And this legacy of success doesn’t belong just to the powerhouse sport of football.
Consider the Olympic sports contested across the NCAA: Pac-12 schools dominate the top 25 national rankings and finishes, and Stanford, UCLA and USC sweep the podium spots for schools with the most NCAA team titles. If the Pac-12 were a nation, it would have placed fifth in the medal count at the pandemic-delayed Tokyo Games in 2021 and the 2016 Rio de Janeiro Games. Indeed, it is Olympic sports that have made the Pac-12 the “Conference of Champions.”
One would think that with stats like these, the college presidents and university athletic directors in the Pac-12 wouldn’t let the conference disintegrate, picked apart by its fellow leagues and set to disappear at the end of the school year.
But thinking that way denies the central existence of football in the business of college sports (and higher education for that matter), as well as the century-plus history of football policy driving all college sports policy.
Right now, higher education’s football industry is being dragged into a new business model, pretty much against its will. Federal courts are listening to athletes’ antitrust challenges to the NCAA, and the National Labor Relations Board is considering their right to organize and bargain collectively.
In response, the top football schools aren’t reinventing their programs as you might think they would; they’re just trying to figure out how to keep cashing in: breaking agreements, backstabbing one another (and their athletes) and switching league allegiances in pursuit of media dollars and an expanded (and therefore more lucrative) 12-team College Football Playoff.
And they’re dragging the rest of the sports on their campuses along with them into new coast-to-coast megaconferences.

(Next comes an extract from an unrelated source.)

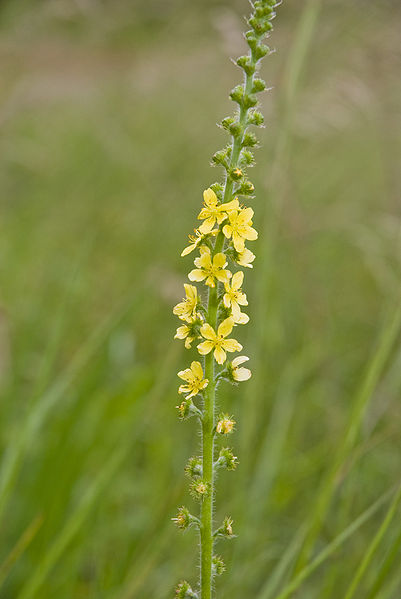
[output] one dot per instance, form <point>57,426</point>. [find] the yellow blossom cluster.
<point>220,241</point>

Just one year after UCLA and USC announced they would be deserting the Pac-12 to join the Big Ten Conference (creating a four-time-zone behemoth), most of the rest of the dominoes have fallen. Only Washington State and Oregon State remain in what is now in effect a Pac-2. Colorado, Utah and Arizona, along with Arizona State (where I competed in track and field when I was a PhD student and where I now teach) joined what will be a 16-member Big XII. Oregon and Washington bolted to become the 17th and 18th member schools of the Big Ten, and, finally, Cal and Stanford, whose campuses are not far from the Pacific Ocean, announced they would join the Atlantic Coast Conference.
When I competed for ASU, Stanford was our big distance-running rival; now Stanford will be conference foes with my undergraduate alma mater, the University of North Carolina, on the opposite coast.
It’s trippy, and it will be devastating for many of the non-football athletes at Pac-12 schools. When they have to travel to far-flung meets and games they probably won’t fly charter, like revenue-producing football players. They may find themselves on long bus rides or juggling layovers and connections, and spending more time away from campus than if they were primarily competing regionally.
Especially for students who compete in softball, baseball, volleyball, basketball, soccer and other sports with regular season competition and multiple games per week, participation in megaconferences spread across the country will cause serious travel-induced harm.
Athletes will miss more classes, and more of non-academic college life. They will be more sleep-deprived, and more likely to get sick or injured or to experience anxiety and stress as they struggle to balance their academic and athletic obligations.
The schools, which already spend a lot of money to help athletes succeed at managing their roles and responsibilities, will need to throw even more resources at the problem. The cost of doing business, so to speak, already precariously high, will tick up. If there’s a budget shortfall, the megaconference schools may decide to tackle it by cutting “niche” sports from their programs completely.
None of the above has to happen.
Instead of dragging all sports into the megaconferences (and letting TV networks dictate how schools structure athletics), the Pac-12 athletic departments should be organized sport by sport, with those that want to continue conference play within the western regional league free to do so.
There already is precedent for a sport-by-sport model at many of the schools in the Pac-12. Water polo does not play in the Pac-12, but in the Mountain Pacific Sports Federation. The same was the case for Pac-12 women’s lacrosse teams until enough of the conference’s schools added the sport to their rosters.
And why shouldn’t the nine Pac-12 beach volleyball teams keep playing in their best-in-class league (they’ve won every NCAA title since championships commenced in 2016)? The megaconferences the Pac-12 schools are joining barely even have beach volleyball programs.
For a host of reasons, keeping the Pac-12 umbrella, with its brand of excellence and western regional focus, makes sense. The switch to sport-by-sport organization, which will mean more individualized decision making overall, should also better serve the needs of college athletes.
The Pac-12, over more than a century, has compounded its advantages — excellent academics, high-level interconference competition, campuses located where training can often go on year-round — and become the world’s premier league for sports that aren’t football. None of that needs to be sacrificed, along with scores of college athletes, to the messy upheaval that’s revolutionizing the college football industry.
Stop writing the obits for the Conference of Champions. Sport by sport, let the Pac-12 live.
Victoria Jackson is a Pac-10 and NCAA champion and retired professional runner. She is a clinical associate professor of history at Arizona State University.